Wednesday, August 02, 2006

Do SAHDs Subvert the Paradigm?

The measure of success of the wicked interesting San Francisco Chronicle SAHD story is the fact that it alone along the hundreds of SAHD stories published in the nearly four years I've been blogging has prompted the blogosphere to do some navel-gazing about whether rosy at-home dad stories do any good. Salon, as you may remember from last week, suggested the Chronicle story was based on a certain traditionalist bedrock and disguised it by talking about caregiving men. I didn't see it that way: stories about SAHDs are not stories glorifying '50s-style housework with a new twist, they're stories celebrating the end of '50s-style gender roles.

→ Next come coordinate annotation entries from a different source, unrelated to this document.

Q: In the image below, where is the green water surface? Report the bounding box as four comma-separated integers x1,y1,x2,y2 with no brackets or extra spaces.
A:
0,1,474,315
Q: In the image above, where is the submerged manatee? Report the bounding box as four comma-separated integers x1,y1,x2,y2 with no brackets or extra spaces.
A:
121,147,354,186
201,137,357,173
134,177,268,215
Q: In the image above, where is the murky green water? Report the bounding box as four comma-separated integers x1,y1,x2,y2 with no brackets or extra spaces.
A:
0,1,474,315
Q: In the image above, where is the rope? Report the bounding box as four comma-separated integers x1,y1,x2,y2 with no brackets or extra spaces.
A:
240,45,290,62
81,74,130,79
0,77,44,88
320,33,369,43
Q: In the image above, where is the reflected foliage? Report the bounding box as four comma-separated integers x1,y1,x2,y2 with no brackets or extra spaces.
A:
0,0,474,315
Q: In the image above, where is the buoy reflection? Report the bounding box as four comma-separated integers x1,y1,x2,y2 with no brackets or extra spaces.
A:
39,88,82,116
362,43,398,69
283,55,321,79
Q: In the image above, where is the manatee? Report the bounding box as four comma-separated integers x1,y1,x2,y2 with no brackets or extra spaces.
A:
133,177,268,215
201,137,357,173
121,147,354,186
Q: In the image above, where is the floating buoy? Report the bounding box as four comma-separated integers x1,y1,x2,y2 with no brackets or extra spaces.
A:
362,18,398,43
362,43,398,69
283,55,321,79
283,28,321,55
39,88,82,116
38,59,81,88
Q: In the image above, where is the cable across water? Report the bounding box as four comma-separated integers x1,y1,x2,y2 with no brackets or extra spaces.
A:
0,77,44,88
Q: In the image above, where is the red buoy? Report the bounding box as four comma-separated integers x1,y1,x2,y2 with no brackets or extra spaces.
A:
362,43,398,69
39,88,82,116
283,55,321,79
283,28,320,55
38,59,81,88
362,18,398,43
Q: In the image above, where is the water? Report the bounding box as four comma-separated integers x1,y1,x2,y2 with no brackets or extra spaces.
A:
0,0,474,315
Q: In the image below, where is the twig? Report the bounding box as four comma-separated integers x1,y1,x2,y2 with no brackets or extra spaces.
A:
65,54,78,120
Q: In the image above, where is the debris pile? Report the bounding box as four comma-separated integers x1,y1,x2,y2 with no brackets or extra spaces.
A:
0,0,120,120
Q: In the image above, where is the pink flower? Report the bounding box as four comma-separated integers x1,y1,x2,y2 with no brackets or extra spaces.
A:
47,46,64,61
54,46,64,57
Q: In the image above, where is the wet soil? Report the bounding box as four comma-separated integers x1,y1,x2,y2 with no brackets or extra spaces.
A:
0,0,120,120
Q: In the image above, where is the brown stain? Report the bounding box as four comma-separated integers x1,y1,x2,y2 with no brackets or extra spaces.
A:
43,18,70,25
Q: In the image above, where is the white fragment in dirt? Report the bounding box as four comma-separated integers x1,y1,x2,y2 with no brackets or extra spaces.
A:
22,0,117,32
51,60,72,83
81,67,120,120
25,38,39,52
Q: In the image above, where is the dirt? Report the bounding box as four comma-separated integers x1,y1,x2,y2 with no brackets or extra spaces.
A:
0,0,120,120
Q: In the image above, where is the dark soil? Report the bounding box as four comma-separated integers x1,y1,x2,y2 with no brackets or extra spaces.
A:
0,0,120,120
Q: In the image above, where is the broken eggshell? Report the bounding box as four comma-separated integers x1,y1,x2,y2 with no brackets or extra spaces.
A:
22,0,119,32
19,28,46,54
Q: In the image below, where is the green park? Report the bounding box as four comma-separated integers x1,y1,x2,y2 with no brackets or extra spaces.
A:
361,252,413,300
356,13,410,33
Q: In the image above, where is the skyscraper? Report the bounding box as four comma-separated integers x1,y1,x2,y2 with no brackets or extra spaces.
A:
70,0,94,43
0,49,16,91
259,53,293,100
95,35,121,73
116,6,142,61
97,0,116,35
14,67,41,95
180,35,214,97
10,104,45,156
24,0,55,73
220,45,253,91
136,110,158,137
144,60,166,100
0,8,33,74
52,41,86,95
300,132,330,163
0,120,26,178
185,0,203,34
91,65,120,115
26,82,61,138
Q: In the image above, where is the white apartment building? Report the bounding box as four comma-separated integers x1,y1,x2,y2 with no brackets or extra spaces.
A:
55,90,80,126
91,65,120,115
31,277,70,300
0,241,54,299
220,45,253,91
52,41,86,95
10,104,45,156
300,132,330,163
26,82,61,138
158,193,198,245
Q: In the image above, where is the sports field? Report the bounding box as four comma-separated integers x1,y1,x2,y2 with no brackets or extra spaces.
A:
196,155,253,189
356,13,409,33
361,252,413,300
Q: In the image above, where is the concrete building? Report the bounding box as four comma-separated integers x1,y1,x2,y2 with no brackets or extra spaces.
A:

But Elizabeth over at Half Changed World (full disclosure: Elizabeth may be jealous of me, but I have some envy issues with the fact that she managed to get in the Times), who I respect a great deal, comes down on the side of rebel dads being, well, not that revolutionary when it comes to changing the workplace:
We don't challenge the "ideal worker" model -- the idea that employers are entitled to employees who are largely unencumbered by family responsibilities, who don't have to run out the door in the middle of the day when the daycare calls because a child is sick, who can stay late without hesitation.
While it's certainly a worthwhile reality check, I'm not sure I see things the same way ... while I would love to see more workers from both genders fighting against the ideal worker model, I think that moms (even moms with SAHDs at home) are probably doing the best job of it. Law prof Joan Williams once suggested as much in a Washington Post op-ed, claiming
Employed mothers typically are less willing to consign all child care to the stay-at-home spouse. So children in families with stay-at-home fathers may well receive more parental attention than children in households with stay-at-home mothers.
Regardless of where you come down, it's an interesting question: do at-home dads/reverse traditional families simply allow moms to be saddled with the onerous 'ideal worker' stereotype, or are they a more humanizing influence on the work world?